The ABC’s of Project Gutenberg

Project Gutenberg

Josh Dobbs
DH Tools for Beginners
5 min readNov 1, 2016

--

If you’ve spent any amount of time around the field of literary studies, you’ve most likely heard of Project Gutenberg. Perhaps, like me, you are a college student with mounting debt looking for a free e-book to use for class. Maybe, you’re professional digital humanist, using plain text documents as the cornerstone for your research. Whatever the reason, you’re probably still familiar with the basic concept: an internet-accessible, digital repository of some of the greatest works in literary history.

The Introduction on Project Gutenberg’s website.

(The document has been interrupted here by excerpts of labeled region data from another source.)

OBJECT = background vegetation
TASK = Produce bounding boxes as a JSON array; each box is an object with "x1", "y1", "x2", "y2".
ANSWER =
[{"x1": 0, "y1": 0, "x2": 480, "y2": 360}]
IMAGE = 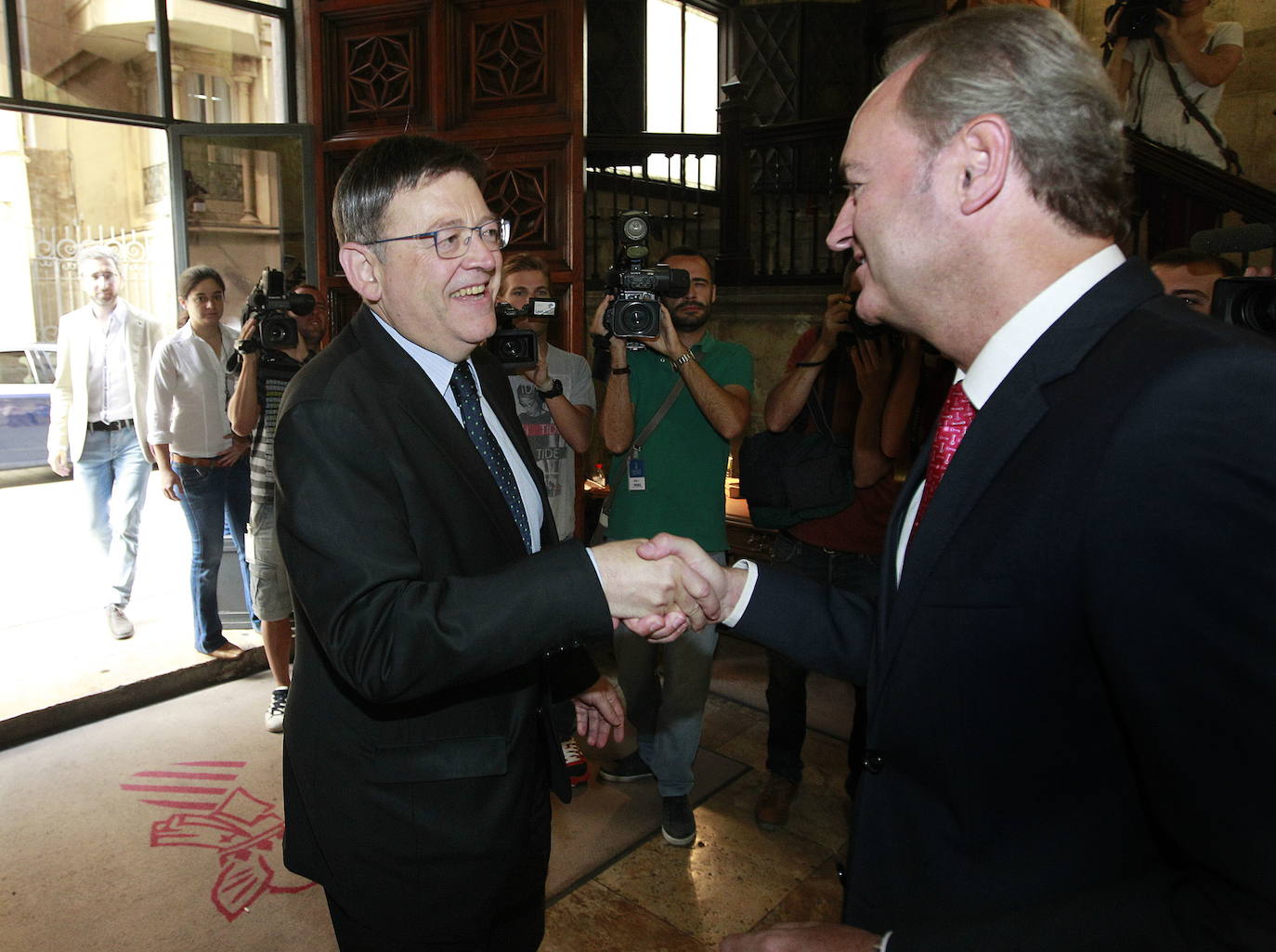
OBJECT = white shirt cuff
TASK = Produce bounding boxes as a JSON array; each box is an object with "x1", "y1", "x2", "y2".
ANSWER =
[{"x1": 723, "y1": 559, "x2": 758, "y2": 628}]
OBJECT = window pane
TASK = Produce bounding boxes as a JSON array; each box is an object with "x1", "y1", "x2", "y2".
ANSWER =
[
  {"x1": 647, "y1": 0, "x2": 684, "y2": 133},
  {"x1": 168, "y1": 0, "x2": 287, "y2": 123},
  {"x1": 683, "y1": 7, "x2": 719, "y2": 133},
  {"x1": 0, "y1": 17, "x2": 13, "y2": 96},
  {"x1": 18, "y1": 0, "x2": 157, "y2": 115},
  {"x1": 0, "y1": 111, "x2": 176, "y2": 341}
]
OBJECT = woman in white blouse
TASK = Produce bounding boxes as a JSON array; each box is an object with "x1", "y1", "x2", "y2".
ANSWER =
[
  {"x1": 1108, "y1": 0, "x2": 1244, "y2": 168},
  {"x1": 148, "y1": 264, "x2": 253, "y2": 659}
]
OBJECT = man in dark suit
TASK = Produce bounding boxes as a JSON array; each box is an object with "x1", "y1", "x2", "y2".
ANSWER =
[
  {"x1": 276, "y1": 137, "x2": 716, "y2": 952},
  {"x1": 639, "y1": 7, "x2": 1276, "y2": 952}
]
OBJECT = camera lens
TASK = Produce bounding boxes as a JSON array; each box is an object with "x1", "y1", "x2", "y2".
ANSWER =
[
  {"x1": 620, "y1": 215, "x2": 647, "y2": 241},
  {"x1": 1236, "y1": 282, "x2": 1276, "y2": 334}
]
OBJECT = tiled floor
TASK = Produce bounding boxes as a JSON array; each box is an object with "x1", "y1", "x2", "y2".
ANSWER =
[
  {"x1": 0, "y1": 464, "x2": 847, "y2": 952},
  {"x1": 542, "y1": 673, "x2": 847, "y2": 952}
]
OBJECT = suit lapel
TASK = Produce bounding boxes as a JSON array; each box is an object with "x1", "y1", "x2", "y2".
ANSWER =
[
  {"x1": 348, "y1": 307, "x2": 538, "y2": 553},
  {"x1": 474, "y1": 348, "x2": 557, "y2": 547},
  {"x1": 876, "y1": 259, "x2": 1163, "y2": 683}
]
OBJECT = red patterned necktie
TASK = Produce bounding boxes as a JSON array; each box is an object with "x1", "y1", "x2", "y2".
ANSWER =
[{"x1": 912, "y1": 380, "x2": 975, "y2": 532}]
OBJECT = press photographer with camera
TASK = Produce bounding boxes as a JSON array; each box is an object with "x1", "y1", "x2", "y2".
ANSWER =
[
  {"x1": 496, "y1": 254, "x2": 596, "y2": 539},
  {"x1": 226, "y1": 268, "x2": 328, "y2": 734},
  {"x1": 1105, "y1": 0, "x2": 1244, "y2": 172},
  {"x1": 592, "y1": 241, "x2": 753, "y2": 846},
  {"x1": 754, "y1": 259, "x2": 929, "y2": 830}
]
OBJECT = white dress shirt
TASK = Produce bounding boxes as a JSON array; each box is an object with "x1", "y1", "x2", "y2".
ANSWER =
[
  {"x1": 369, "y1": 309, "x2": 545, "y2": 553},
  {"x1": 147, "y1": 321, "x2": 236, "y2": 457},
  {"x1": 85, "y1": 301, "x2": 133, "y2": 424}
]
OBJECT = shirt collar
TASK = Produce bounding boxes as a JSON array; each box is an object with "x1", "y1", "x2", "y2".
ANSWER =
[
  {"x1": 956, "y1": 245, "x2": 1126, "y2": 410},
  {"x1": 368, "y1": 307, "x2": 482, "y2": 395}
]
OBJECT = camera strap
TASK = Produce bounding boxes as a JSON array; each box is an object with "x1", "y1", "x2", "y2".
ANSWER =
[{"x1": 1152, "y1": 33, "x2": 1244, "y2": 175}]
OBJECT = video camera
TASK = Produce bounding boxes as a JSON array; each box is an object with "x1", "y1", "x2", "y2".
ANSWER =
[
  {"x1": 488, "y1": 297, "x2": 557, "y2": 372},
  {"x1": 239, "y1": 268, "x2": 315, "y2": 354},
  {"x1": 1191, "y1": 223, "x2": 1276, "y2": 337},
  {"x1": 1210, "y1": 279, "x2": 1276, "y2": 337},
  {"x1": 603, "y1": 212, "x2": 692, "y2": 348},
  {"x1": 1104, "y1": 0, "x2": 1183, "y2": 40}
]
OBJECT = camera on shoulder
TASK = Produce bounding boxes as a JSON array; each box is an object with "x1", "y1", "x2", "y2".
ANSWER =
[
  {"x1": 242, "y1": 268, "x2": 315, "y2": 352},
  {"x1": 488, "y1": 297, "x2": 557, "y2": 374},
  {"x1": 603, "y1": 212, "x2": 692, "y2": 347},
  {"x1": 1104, "y1": 0, "x2": 1183, "y2": 40}
]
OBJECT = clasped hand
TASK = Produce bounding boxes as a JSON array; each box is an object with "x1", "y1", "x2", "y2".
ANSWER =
[{"x1": 593, "y1": 532, "x2": 743, "y2": 642}]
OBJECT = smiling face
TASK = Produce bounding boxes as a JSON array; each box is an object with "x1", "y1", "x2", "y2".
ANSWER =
[
  {"x1": 81, "y1": 258, "x2": 120, "y2": 313},
  {"x1": 357, "y1": 172, "x2": 501, "y2": 361},
  {"x1": 496, "y1": 270, "x2": 550, "y2": 334},
  {"x1": 177, "y1": 279, "x2": 226, "y2": 328},
  {"x1": 1152, "y1": 263, "x2": 1222, "y2": 314},
  {"x1": 827, "y1": 59, "x2": 943, "y2": 331},
  {"x1": 661, "y1": 255, "x2": 717, "y2": 331}
]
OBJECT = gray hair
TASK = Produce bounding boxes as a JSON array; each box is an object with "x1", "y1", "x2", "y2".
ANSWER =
[
  {"x1": 332, "y1": 136, "x2": 486, "y2": 258},
  {"x1": 75, "y1": 245, "x2": 120, "y2": 272},
  {"x1": 886, "y1": 5, "x2": 1126, "y2": 238}
]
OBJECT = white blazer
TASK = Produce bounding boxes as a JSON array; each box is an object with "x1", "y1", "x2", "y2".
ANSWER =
[{"x1": 48, "y1": 297, "x2": 163, "y2": 463}]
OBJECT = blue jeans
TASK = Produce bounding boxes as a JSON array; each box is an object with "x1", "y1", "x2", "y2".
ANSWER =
[
  {"x1": 613, "y1": 553, "x2": 726, "y2": 796},
  {"x1": 72, "y1": 426, "x2": 150, "y2": 607},
  {"x1": 172, "y1": 456, "x2": 253, "y2": 655},
  {"x1": 767, "y1": 533, "x2": 881, "y2": 792}
]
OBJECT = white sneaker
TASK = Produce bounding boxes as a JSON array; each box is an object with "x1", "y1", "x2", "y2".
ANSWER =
[
  {"x1": 106, "y1": 605, "x2": 133, "y2": 641},
  {"x1": 562, "y1": 737, "x2": 590, "y2": 786},
  {"x1": 266, "y1": 688, "x2": 289, "y2": 734}
]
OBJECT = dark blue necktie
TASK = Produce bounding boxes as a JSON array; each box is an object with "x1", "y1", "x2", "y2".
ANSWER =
[{"x1": 451, "y1": 362, "x2": 532, "y2": 552}]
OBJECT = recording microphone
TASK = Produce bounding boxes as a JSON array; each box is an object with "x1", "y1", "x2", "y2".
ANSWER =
[{"x1": 1191, "y1": 225, "x2": 1276, "y2": 254}]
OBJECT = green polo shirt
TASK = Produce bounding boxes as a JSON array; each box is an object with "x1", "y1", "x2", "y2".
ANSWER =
[{"x1": 607, "y1": 333, "x2": 753, "y2": 553}]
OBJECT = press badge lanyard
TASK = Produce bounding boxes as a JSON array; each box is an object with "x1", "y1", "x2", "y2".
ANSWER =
[{"x1": 590, "y1": 374, "x2": 686, "y2": 545}]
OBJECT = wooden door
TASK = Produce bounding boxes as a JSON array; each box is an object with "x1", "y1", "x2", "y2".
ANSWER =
[{"x1": 306, "y1": 0, "x2": 588, "y2": 354}]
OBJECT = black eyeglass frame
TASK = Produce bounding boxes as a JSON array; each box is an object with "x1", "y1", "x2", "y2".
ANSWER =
[{"x1": 364, "y1": 218, "x2": 511, "y2": 260}]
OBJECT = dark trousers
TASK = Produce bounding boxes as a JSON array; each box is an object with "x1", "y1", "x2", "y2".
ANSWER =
[{"x1": 767, "y1": 533, "x2": 880, "y2": 794}]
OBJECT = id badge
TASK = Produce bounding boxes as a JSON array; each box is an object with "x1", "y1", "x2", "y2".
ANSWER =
[{"x1": 629, "y1": 460, "x2": 647, "y2": 492}]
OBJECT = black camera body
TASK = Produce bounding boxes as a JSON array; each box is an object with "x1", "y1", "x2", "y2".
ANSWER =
[
  {"x1": 603, "y1": 212, "x2": 692, "y2": 341},
  {"x1": 1104, "y1": 0, "x2": 1183, "y2": 40},
  {"x1": 242, "y1": 268, "x2": 315, "y2": 351},
  {"x1": 488, "y1": 297, "x2": 557, "y2": 372},
  {"x1": 1210, "y1": 277, "x2": 1276, "y2": 337}
]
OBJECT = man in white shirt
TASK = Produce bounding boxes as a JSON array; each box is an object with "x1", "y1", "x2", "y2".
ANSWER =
[
  {"x1": 48, "y1": 246, "x2": 161, "y2": 638},
  {"x1": 638, "y1": 5, "x2": 1276, "y2": 952}
]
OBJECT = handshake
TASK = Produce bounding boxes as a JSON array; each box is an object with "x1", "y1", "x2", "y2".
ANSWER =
[{"x1": 590, "y1": 532, "x2": 748, "y2": 642}]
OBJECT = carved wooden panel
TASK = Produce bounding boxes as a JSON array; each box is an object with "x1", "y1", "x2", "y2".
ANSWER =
[
  {"x1": 449, "y1": 0, "x2": 566, "y2": 125},
  {"x1": 320, "y1": 3, "x2": 434, "y2": 139}
]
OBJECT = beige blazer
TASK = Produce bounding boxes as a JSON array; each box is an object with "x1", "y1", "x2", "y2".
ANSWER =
[{"x1": 48, "y1": 297, "x2": 163, "y2": 462}]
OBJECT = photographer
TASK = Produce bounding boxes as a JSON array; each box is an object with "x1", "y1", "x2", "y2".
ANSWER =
[
  {"x1": 592, "y1": 248, "x2": 753, "y2": 846},
  {"x1": 496, "y1": 254, "x2": 594, "y2": 539},
  {"x1": 754, "y1": 259, "x2": 921, "y2": 829},
  {"x1": 1108, "y1": 0, "x2": 1244, "y2": 168},
  {"x1": 226, "y1": 278, "x2": 328, "y2": 734}
]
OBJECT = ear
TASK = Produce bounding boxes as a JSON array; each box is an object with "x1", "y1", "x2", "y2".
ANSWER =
[
  {"x1": 957, "y1": 113, "x2": 1014, "y2": 215},
  {"x1": 337, "y1": 241, "x2": 383, "y2": 304}
]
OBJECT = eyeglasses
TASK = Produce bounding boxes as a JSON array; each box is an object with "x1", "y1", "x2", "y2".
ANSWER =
[{"x1": 368, "y1": 218, "x2": 509, "y2": 258}]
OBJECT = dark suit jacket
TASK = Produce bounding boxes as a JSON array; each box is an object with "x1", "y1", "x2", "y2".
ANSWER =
[
  {"x1": 274, "y1": 309, "x2": 611, "y2": 939},
  {"x1": 736, "y1": 260, "x2": 1276, "y2": 952}
]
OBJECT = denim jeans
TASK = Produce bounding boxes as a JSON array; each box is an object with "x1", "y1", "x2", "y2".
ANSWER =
[
  {"x1": 613, "y1": 553, "x2": 726, "y2": 796},
  {"x1": 172, "y1": 456, "x2": 253, "y2": 655},
  {"x1": 72, "y1": 426, "x2": 150, "y2": 607},
  {"x1": 767, "y1": 533, "x2": 881, "y2": 792}
]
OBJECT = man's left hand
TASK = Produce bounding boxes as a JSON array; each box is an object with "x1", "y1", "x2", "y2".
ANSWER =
[
  {"x1": 572, "y1": 678, "x2": 625, "y2": 747},
  {"x1": 719, "y1": 922, "x2": 881, "y2": 952},
  {"x1": 591, "y1": 539, "x2": 721, "y2": 631}
]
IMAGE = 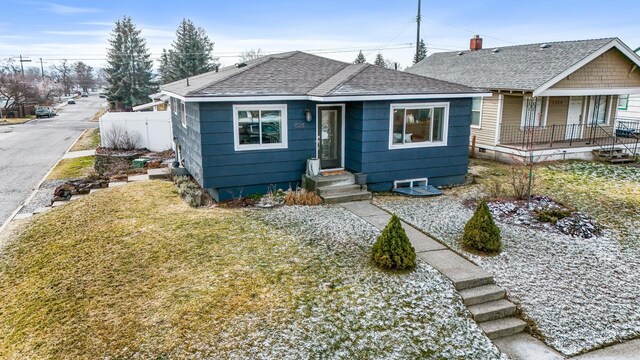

However, if you’ve spent any amount of time exploring Project Gutenberg, you've probably noticed that it’s missing some of the works you’re interested in. After all, 50,000 is a relatively small drop in the complete literary history of humanity! I, myself, am exploring an author named James Hogg for my thesis. Deemed by many outside of his home country, Scotland, to be aa minor canonical author, he is sorely underrepresented on Project Gutenberg. James Hogg is credited with 25 works, all of which worked together to make him a fairly famous figure in Scotland, and around the world, during the early 1800's:

The list of James Hogg’s works, provided by Project Gutenberg.

However, in my research, I quickly realized that Project Gutenberg housed only 3 and 1/2 of Hogg’s works:

The screenshot of the works available on Project Gutenberg by James Hogg, including a few that appear to be compilations to which he was added.

Contributing to Project Gutenberg

Be not dismayed. Project Gutenberg is continuing to grow everyday through the addition of new contributions. These contributions are created by volunteers. Click here to link to Project Gutenberg’s site for potential volunteers.

Actually, anyone can contribute to Project Gutenberg! So, is the work you’re interested in missing from Project Gutenberg? Then, maybe you are just the person to ensure that it is digitally archived so that future generation can access it and so that today’s digital humanists have access to the plain text version to incorporate into their research.

At first glance, this prospect is very intimidating. There’s a Gutenberg How-To wiki, copyright information, information and usage pages, uploading instructions, links to the homepage of a required tool, and constant links to an old DOS version of that tool. And that’s just scratching the surface. As complicated as this web of links seems at first, contributing to Project Gutenberg is really as easy as A, B, C.

Project Gutenberg: Step A

The first step is fairly basic. You need to determine if there are any copyright restrictions on the work you want to submit. As a general rule, anything published before 1920 should have fallen out of copyright by now. There are, of course, exceptions to every rule, so it is a good idea to familiarize yourself with the copyright restrictions.

To ensure that your submission does not infringe on any existing copyright restriction, you need to submit a clearance form:

A screenshot of Project Gutenberg’s copyright clearance form.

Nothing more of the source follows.